In a recent working paper, “Can we simply raise the bar on teacher quality?” I show how simply making licensure exams harder will have a negligible impact on the overall quality of teachers in the field. Yet, as a result, we would reduce the number of teachers; further exacerbating teacher shortages. These shortages would do the most harm to disadvantaged schools attempting to compete for the limited supply of teachers.
Missouri’s newest test, the Missouri Pre-Service Teachers Assessment, seeks to move beyond testing only content knowledge. Here is a description of the test from the Southeast Missourian:
The first three parts of the exam are written, and the last has a video component, except in areas where shooting footage is difficult.
In the first part of the exam, student teachers are assessed on how well they know their students and the context of the school in which they’re teaching.
The second part tests them on how they plan to check whether their students have learned the information they taught.
In the third part…student teachers are judged on how they plan to teach their lessons, and the fourth part allows them to demonstrate how effective their approaches have been…

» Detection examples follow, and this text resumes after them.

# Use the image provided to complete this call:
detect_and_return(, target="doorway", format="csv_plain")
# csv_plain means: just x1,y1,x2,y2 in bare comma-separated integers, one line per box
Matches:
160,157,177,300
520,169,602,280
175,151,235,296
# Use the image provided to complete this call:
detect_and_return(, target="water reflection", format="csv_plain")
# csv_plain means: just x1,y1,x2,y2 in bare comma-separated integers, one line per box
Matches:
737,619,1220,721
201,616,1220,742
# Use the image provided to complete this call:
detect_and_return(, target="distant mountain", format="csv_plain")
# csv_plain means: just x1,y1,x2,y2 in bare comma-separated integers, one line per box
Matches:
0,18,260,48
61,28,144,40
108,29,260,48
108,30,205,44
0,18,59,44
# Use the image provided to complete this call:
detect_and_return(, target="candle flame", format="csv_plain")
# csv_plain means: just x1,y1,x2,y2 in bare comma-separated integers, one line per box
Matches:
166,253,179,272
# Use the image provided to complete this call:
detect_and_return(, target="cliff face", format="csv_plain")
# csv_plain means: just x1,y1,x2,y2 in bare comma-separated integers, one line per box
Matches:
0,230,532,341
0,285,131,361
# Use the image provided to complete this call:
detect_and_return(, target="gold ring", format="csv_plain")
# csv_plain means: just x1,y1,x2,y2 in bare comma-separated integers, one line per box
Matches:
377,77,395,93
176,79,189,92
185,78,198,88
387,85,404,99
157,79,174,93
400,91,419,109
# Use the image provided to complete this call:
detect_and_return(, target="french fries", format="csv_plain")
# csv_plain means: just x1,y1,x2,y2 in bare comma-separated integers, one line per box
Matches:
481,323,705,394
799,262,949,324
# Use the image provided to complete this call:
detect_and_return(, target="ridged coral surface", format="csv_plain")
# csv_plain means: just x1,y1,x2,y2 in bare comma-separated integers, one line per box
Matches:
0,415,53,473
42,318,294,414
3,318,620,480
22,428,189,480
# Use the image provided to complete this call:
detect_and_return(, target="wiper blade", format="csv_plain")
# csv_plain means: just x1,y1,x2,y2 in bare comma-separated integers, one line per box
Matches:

Once again we have put in place a policy that sounds like a good idea. In the end, however, it too will not likely have a positive impact on public education in Missouri. The problem is that we simply cannot capture great teaching in one of these assessments. Think back to the best teacher you ever had. Would these exams make him or her stand out from his or her peers? Probably not.
Licensure screens for teachers sound like good public policy, but they aren't. If we really cared about teacher quality, we’d be better off to open pathways into the profession, support teacher professional development, and get rid of bad teachers.